案の定、深みまで彼は易々と辿り着き、存在を主張する。初めての…あの時のような優しさはない。あるのは──喰らい付いて、離さなくて。わたしを内側から貪り尽くす荒々しさ。

「逃げないで」
「!」

反射的に身を引いてしまったことを咎める言葉。そして彼の右手はわたしの左手首を掴んだ。傷痕の上から、強い力で。冷たい瞳で見下ろしながら。

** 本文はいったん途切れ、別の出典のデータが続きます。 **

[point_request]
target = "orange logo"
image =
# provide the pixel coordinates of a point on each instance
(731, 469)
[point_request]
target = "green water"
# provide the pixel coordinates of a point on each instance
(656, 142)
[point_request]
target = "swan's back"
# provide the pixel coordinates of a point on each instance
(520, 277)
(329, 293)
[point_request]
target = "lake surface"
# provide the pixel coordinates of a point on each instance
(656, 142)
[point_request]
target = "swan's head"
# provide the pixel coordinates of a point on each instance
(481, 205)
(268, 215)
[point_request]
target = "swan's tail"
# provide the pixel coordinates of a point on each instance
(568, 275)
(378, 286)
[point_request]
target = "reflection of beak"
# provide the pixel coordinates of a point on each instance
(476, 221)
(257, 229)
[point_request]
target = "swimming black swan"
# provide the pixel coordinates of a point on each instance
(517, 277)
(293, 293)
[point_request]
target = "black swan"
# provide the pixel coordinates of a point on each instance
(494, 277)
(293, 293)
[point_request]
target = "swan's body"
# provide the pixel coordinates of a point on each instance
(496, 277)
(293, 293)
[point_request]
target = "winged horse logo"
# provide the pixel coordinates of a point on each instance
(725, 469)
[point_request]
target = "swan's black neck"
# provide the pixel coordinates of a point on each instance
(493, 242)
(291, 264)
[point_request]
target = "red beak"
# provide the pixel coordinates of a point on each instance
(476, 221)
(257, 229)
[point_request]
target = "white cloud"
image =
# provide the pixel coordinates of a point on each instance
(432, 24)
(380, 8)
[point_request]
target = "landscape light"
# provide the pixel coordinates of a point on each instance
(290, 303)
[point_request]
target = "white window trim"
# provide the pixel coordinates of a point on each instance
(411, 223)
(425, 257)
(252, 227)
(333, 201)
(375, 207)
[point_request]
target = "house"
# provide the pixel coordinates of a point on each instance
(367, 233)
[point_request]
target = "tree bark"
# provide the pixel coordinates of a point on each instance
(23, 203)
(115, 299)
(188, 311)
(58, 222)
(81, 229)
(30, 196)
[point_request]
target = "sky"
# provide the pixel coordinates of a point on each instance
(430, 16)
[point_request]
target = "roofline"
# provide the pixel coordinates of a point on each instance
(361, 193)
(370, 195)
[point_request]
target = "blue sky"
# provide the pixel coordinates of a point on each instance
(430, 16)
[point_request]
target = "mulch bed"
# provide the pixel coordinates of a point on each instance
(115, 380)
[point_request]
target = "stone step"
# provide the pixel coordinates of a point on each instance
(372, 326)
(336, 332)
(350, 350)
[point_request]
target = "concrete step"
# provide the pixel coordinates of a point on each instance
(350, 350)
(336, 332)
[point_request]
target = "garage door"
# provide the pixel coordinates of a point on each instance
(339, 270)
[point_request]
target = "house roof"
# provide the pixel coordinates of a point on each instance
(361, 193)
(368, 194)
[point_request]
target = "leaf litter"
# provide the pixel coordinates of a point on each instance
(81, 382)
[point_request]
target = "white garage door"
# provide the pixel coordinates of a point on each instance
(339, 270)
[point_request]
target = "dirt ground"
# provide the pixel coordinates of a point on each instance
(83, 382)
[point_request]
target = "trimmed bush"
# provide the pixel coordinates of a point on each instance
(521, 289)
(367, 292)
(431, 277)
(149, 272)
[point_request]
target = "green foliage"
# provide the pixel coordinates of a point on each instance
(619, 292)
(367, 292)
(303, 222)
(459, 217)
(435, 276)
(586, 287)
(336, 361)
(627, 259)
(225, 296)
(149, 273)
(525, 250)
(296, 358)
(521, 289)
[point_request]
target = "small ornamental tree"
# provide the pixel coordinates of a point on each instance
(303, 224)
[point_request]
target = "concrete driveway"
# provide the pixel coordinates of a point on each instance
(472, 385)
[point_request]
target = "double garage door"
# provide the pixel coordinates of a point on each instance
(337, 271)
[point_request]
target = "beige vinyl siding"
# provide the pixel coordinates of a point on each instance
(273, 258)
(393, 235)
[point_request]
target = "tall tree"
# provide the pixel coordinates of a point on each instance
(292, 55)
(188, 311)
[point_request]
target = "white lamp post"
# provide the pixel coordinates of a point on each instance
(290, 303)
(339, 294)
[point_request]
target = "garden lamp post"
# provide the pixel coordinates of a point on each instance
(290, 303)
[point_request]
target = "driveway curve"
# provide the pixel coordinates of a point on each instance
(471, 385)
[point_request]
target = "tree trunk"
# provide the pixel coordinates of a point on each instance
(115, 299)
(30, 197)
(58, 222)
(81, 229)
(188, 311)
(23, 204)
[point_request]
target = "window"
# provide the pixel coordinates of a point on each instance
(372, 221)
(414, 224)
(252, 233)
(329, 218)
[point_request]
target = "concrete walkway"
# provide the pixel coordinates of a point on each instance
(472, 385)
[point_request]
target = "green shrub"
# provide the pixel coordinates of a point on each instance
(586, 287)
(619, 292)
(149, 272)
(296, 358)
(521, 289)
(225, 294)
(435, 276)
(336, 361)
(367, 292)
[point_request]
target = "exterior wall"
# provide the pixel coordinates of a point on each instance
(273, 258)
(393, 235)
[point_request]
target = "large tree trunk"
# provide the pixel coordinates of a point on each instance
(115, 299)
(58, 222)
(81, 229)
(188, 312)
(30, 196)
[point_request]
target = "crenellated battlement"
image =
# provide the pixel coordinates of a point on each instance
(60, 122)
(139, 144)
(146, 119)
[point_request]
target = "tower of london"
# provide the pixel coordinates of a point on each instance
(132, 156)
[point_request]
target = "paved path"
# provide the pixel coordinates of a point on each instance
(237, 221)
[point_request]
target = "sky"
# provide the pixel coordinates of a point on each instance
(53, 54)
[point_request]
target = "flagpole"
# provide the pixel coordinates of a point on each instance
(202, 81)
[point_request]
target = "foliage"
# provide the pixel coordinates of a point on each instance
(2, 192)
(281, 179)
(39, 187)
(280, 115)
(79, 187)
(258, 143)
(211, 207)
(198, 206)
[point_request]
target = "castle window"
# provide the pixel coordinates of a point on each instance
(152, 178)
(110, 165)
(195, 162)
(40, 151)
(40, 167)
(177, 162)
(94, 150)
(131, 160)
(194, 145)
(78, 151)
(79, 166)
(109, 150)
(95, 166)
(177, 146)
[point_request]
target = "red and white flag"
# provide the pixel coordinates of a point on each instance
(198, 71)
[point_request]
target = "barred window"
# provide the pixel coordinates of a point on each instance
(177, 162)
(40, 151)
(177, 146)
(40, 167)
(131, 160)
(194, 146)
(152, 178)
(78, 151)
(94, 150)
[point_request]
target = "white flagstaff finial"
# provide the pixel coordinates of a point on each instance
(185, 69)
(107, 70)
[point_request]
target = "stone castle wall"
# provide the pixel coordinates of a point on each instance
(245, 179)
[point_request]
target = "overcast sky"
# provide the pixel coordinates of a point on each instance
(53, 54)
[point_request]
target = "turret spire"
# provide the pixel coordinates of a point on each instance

──怖い。全身が強張っても、顔を逸らさずにはいられなかった。──なのに。

「ひあっ……ぁんっ」

そこにあるのは恐怖だけじゃなくて。

「あ……っ、んん──…」

わかる。確実に、存在しているもの。
それは彼がわたしを貫く毎に色濃くなって。

「未結、こっちむいて」
「ふ…、ぅん…っ」

従った先に待っていたものは、キス。それは甘くて優しくて、いつも彼がくれるのと変わらないもの。それは体の強張りを解いていくには充分すぎて。

「ん…、う……」

手首を掴んでいた手が肌を滑り、指と指も絡ませあって繋がれる。──優しく。まるで、お互いに残された傷痕が重なるみたいに。